[a la kul] (loc. CART.)
Parmi les irrémédiables dégâts que l’angliche a fait subir à la langue surannée se trouve celui de la disparition d’une expression marquant l’astuce et l’intelligence de situation, l’analyse rapide et la capacité à manier les ficelles du métier.
À la coule qui signifie tout ça, a en effet été tuée par sa sonorité trop similaire à « à la cool », en franglais dans le texte.
Présentée en grande pompe et grandes ondes au peuple français par Max Meynier et son « cool Raoul » iconique, à la cool va piétiner les plates-bandes d’à la coule en moins de temps qu’il ne faut à Steve McQueen, roi du cool, pour dégainer sa Winchester calibre 44/40 modèle 1892 à crosse et canon sciés dans un épisode d’Au nom de la loi¹.
Malgré une bonne centaine d’années d’existence, à la coule ne va pas résister.
On dit en effet qu’on est à la coule depuis le milieu du XIXᵉ et le succès d’une sorte de belote, jeu de carte dans lequel connaître la couleur de l’atout autour duquel se joue la manche est primordial.

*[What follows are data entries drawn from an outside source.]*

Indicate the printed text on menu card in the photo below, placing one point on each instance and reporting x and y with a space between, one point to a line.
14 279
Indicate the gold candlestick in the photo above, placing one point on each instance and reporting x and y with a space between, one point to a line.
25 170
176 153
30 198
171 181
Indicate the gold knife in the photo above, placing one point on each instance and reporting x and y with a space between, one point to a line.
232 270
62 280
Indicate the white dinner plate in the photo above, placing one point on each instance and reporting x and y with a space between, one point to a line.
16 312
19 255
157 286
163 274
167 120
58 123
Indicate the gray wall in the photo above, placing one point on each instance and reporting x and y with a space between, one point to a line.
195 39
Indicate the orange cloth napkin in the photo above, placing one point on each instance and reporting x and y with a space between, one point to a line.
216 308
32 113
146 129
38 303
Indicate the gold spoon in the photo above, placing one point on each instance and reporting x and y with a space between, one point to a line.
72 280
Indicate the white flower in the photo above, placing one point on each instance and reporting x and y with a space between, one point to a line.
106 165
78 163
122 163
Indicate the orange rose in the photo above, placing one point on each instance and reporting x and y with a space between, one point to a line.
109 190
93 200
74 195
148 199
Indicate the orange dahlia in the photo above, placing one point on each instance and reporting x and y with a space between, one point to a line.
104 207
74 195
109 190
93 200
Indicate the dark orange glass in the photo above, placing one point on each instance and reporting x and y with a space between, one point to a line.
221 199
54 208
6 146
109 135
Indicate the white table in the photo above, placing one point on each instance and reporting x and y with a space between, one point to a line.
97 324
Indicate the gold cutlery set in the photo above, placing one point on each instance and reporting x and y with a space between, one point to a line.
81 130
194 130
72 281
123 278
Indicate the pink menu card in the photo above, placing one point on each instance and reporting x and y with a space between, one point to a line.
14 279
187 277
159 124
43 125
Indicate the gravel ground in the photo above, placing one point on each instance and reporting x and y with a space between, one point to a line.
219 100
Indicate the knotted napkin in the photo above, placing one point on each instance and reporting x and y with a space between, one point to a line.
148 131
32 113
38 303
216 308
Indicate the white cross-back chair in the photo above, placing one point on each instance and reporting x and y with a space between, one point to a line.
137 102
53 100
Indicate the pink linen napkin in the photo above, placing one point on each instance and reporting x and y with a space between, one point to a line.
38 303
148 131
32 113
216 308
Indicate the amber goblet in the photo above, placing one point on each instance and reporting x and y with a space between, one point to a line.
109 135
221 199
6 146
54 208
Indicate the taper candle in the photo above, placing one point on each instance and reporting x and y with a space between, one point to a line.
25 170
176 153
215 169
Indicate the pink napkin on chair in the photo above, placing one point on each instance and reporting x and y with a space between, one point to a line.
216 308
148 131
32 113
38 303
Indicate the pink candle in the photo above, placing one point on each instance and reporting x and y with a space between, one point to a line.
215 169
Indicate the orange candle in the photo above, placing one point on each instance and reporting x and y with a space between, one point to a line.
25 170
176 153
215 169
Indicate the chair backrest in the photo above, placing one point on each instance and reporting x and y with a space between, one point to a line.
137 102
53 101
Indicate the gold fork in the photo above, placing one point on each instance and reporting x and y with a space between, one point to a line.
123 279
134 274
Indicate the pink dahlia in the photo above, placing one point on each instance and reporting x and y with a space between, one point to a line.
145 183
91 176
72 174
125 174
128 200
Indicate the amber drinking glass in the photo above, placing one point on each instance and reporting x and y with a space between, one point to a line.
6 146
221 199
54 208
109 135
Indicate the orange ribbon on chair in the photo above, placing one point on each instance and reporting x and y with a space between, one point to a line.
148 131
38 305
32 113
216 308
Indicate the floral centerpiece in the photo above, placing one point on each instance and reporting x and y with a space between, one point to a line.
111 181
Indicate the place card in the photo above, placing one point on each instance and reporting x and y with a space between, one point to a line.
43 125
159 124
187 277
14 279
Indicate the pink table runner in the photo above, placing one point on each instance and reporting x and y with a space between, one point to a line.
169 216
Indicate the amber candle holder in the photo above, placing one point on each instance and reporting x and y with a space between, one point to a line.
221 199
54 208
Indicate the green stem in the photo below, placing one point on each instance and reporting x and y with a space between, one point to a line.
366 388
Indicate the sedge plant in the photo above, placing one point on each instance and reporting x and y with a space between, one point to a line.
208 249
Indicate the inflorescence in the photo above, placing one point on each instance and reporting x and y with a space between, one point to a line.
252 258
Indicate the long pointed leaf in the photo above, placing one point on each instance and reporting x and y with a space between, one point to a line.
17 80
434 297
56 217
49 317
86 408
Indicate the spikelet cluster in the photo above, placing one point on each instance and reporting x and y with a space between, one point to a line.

L’informé, le malin, le joueur expérimenté est à la coule : il a repéré la couleur, la coul’ comme on dit quand on est cool.
Du pipi de chat à côté d’un déhanchement et d’un demi-sourire narquois de Josh Randall arrachant une affiche Wanted Dead or Alive ou défouraillant avec sa Mare’s Leg et envoyant les méchants ad patres. De la gnognotte face à un cool Raoul de Max adressé à un routier sympa.
Submergée par l’importation massive de la cool attitude made in USA, à la coule ne pourra porter son sens initié plus longtemps. Même au Balto où l’on tapait le carton depuis des dizaines d’années en annonçant être à la coule, on la met en veilleuse et on se la joue cool, accoudé au zinc tout en buvant un Coca-Cola®.
À la coule coule.
La modernité impose son style : ce sera désormais hype et cool.